Özdemir verbrachte nach seinem Rückzug zunächst einige Monate als Stipendiat in den USA. 2003 stellten ihn die Grünen auf Platz sechs der Liste für die Europawahl auf, was ihm ein Jahr später den Einzug in das Europäische Parlament sicherte.

Noch vor wenigen Wochen hatte Özdemir wie mehrere andere Politiker vom Realo-Flügel der Grünen erklärt, für das Amt des Parteivorsitzenden nicht zur Verfügung zu stehen. Der Sinneswandel kam offenbar zustande, weil die sich abzeichnende Kandidatur Ratzmanns in Teilen des Realo-Flügels auf geringe Begeisterung stieß. Mehrere, vor allem jüngere Realos führten daraufhin Gespräche über einen Gegenkandidaten.

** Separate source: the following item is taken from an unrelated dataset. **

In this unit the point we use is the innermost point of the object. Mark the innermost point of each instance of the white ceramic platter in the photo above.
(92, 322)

In dem Tübinger Oberbürgermeister Boris Palmer und dem hessischen Landes- und Fraktionsvorsitzenden Tarek al-Wazir beteiligten sich daran neben anderen auch zwei Grünen-Politiker, die sich selbst nicht für den Parteivorsitz in die Pflicht nehmen lassen wollten. Neben Özdemir war bis zuletzt auch die frühere Fraktionschefin und heutige Bundestagsvizepräsidentin Katrin Göring-Eckardt im Gespräch. Sie soll nun nach dem Willen der Realos einem Spitzenteam für die Bundestagswahl angehören.

Ein guter Redner, sehr überzeugt von seinen Fähigkeiten

Der Ausgang eines möglichen Duells Özdemir gegen Ratzmann ist schwer vorhersagbar. Ratzmann, der früher dem linken Flügel zugerechnet wurde, gilt inzwischen als Pragmatiker, der zuletzt auch Offenheit für schwarz-grüne Koalitionsoptionen gezeigt hatte.

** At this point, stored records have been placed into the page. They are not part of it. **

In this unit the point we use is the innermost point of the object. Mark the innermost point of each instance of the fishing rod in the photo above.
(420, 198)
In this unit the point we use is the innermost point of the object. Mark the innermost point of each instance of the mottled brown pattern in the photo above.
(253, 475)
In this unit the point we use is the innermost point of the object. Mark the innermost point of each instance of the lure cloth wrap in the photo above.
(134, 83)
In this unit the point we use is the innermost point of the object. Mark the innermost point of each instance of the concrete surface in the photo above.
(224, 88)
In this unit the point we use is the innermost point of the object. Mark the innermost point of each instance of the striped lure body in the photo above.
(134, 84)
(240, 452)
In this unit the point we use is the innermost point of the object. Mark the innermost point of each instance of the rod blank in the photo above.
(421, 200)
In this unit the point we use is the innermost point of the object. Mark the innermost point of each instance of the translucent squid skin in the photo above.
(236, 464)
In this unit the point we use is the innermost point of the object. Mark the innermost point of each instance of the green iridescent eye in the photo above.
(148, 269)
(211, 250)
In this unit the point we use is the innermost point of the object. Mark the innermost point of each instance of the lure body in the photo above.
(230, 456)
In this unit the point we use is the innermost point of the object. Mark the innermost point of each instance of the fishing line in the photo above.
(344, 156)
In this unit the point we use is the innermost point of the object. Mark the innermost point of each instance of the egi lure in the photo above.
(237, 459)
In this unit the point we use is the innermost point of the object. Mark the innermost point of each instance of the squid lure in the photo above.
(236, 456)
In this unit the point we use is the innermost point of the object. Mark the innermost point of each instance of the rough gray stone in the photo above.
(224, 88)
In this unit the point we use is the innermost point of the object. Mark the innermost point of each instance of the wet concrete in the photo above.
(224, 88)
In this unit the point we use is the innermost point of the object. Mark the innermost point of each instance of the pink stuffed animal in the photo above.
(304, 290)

Er könnte aufgrund seiner Vergangenheit für den linken Flügel der Partei leichter wählbar sein als Özdemir, der in seinen jungen Jahren als Vertrauter von Joschka Fischer und strammer Realo auftrat. Ratzmann selbst sähe seine Kandidatur als den Versuch, das Flügeldenken in der Partei ein Stück weit zu überwinden. Größtes Problem für den Berliner Grünen-Politiker ist allerdings, dass er bislang bundespolitisch nicht in Erscheinung getreten und wenig bekannt ist.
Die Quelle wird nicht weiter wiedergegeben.